Esta consistencia del progreso tan bien calibrada me parece un elemento más que suficiente para afirmar que merece la pena jugarlo. Pero la verdad es que el verdadero argumento de Minit, la idea que hace que sea fresco y transgresor, no termina de asentarse del todo en nosotros hasta que no nos apartamos un poco del juego y probamos suerte con otros títulos. El momento en el que nuestra cabeza, que ya está acostumbrada a esa sobrepercepción del tiempo y a ir contando segundos - tic, tic, tic - se enfrenta de nuevo con otros universos que, en su mayoría, no están particularmente preocupados por cuánto rato perdemos de forma inútil mientras navegamos sus entresijos. Con sus escenarios llenos de escaleras larguísimas, de diálogos que cuentan muchas palabras y poca información, de pantallas de carga, de menús con muchísimas opciones donde nuestros clics podrían economizarse drásticamente de haberlo pensado un poco más. Es entonces cuando nos damos cuenta de que en Minit no hay nada que sobre, ni que falte: que todos los elementos, desde los gráficos sencillos, píxel blanco y negro, hasta la velocidad a la que el texto se mueve o la forma en la que están construidas las mazmorras nace de un absoluto respeto al tiempo del jugador. Limitando el tiempo del que disponemos en cada partida, es más fácil comprender que en pequeños instantes se pueden crear hazañas gigantescas; que no necesitamos grandes cinemáticas, música grandilocuente y diálogos llenos de chascarrillos para hacer que derrotar a un enemigo poderoso se sienta como una tarea titánica.

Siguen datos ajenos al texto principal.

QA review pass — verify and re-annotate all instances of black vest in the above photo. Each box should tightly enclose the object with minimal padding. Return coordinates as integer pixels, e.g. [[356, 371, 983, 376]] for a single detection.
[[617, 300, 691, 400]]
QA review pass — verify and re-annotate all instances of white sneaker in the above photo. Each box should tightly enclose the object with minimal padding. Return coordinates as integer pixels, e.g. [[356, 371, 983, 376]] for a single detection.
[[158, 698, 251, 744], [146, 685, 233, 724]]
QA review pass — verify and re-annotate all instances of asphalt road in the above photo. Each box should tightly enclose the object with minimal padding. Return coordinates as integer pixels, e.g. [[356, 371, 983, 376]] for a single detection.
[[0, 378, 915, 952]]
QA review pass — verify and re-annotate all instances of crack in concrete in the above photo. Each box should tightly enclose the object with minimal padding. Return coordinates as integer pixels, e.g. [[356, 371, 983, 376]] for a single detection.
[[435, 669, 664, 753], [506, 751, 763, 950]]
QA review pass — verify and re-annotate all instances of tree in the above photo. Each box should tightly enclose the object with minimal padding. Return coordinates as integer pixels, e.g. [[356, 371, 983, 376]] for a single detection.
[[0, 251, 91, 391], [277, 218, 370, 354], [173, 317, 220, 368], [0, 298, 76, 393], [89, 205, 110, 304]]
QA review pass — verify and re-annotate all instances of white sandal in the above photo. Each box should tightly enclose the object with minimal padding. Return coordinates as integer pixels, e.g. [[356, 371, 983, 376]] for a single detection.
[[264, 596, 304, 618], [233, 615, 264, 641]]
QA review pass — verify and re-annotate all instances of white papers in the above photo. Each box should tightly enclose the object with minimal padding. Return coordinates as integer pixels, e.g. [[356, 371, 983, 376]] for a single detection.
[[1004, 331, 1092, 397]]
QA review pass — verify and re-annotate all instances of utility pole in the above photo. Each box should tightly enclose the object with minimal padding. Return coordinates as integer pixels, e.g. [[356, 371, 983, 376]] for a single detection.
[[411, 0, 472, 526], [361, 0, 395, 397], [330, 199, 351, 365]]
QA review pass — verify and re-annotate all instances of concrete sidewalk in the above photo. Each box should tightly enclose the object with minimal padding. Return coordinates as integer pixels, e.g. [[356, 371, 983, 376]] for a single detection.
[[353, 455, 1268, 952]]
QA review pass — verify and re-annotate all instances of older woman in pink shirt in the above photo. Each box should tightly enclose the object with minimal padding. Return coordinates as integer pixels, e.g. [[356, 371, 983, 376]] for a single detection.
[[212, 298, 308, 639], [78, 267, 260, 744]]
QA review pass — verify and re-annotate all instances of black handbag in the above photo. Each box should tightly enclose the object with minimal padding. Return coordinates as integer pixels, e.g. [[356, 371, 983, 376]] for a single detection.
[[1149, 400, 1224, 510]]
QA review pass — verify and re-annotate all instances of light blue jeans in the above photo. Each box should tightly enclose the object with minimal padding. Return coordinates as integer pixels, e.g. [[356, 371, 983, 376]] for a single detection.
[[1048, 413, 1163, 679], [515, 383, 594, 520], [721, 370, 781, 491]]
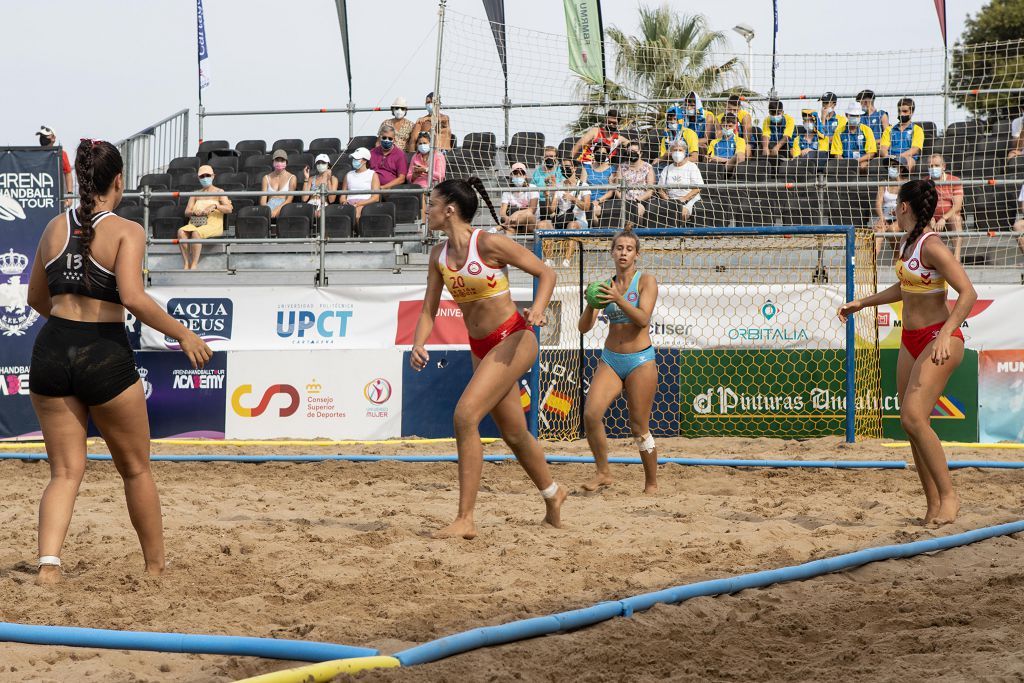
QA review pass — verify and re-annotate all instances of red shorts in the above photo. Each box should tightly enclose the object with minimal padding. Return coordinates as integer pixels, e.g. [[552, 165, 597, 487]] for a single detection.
[[469, 310, 529, 359], [903, 323, 964, 358]]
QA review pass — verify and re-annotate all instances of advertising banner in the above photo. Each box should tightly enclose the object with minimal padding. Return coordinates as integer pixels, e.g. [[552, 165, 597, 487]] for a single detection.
[[224, 348, 402, 439], [0, 147, 61, 438], [878, 285, 1024, 350], [978, 349, 1024, 443], [135, 351, 227, 438], [881, 348, 978, 443], [553, 285, 846, 349]]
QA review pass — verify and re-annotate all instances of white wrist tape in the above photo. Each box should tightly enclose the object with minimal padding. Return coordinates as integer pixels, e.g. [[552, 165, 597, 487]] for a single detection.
[[541, 481, 558, 500], [633, 432, 654, 453]]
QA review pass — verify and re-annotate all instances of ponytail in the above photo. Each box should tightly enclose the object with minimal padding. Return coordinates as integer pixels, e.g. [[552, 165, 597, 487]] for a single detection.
[[896, 178, 939, 258], [466, 175, 502, 224]]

Hay tanta ideología a este respecto aquí dentro que casi me he tenido que dejar para el final otro aspecto igualmente importante: Minit es divertidísimo de jugar. Los diálogos y la lógica interna del juego son un tanto cómicos y nos ponen con frecuencia en situaciones divertidas. Ayuda también que, en su aspiración a ser una experiencia modesta, pero trascendente, tenga decenas de pequeños detalles muy cuidados, a la espera de que los descubramos: tenemos un perrete en casa que reacciona a diferentes objetos, por ejemplo, y en el menú del juego - incluso esto es un chiste en sí mismo - hay una opción para señalar si somos veganos o no que tiene una leve pero tiernísima repercusión dentro de la historia.

Todo esto lo convierte en uno de esos juegos que son particularmente propensos a comentar con tus amigos esto y aquello que has encontrado, a debatir sobre cuál será el efecto que tendrá usar tal objeto en ese otro lugar; que te incentivan a desbloquear cada uno de los secretos y las curiosidades y, al final, se juegan casi de principio a fin con una sonrisa en los labios.

(Al menos, hasta que comencéis la segunda vuelta. Suerte con eso.)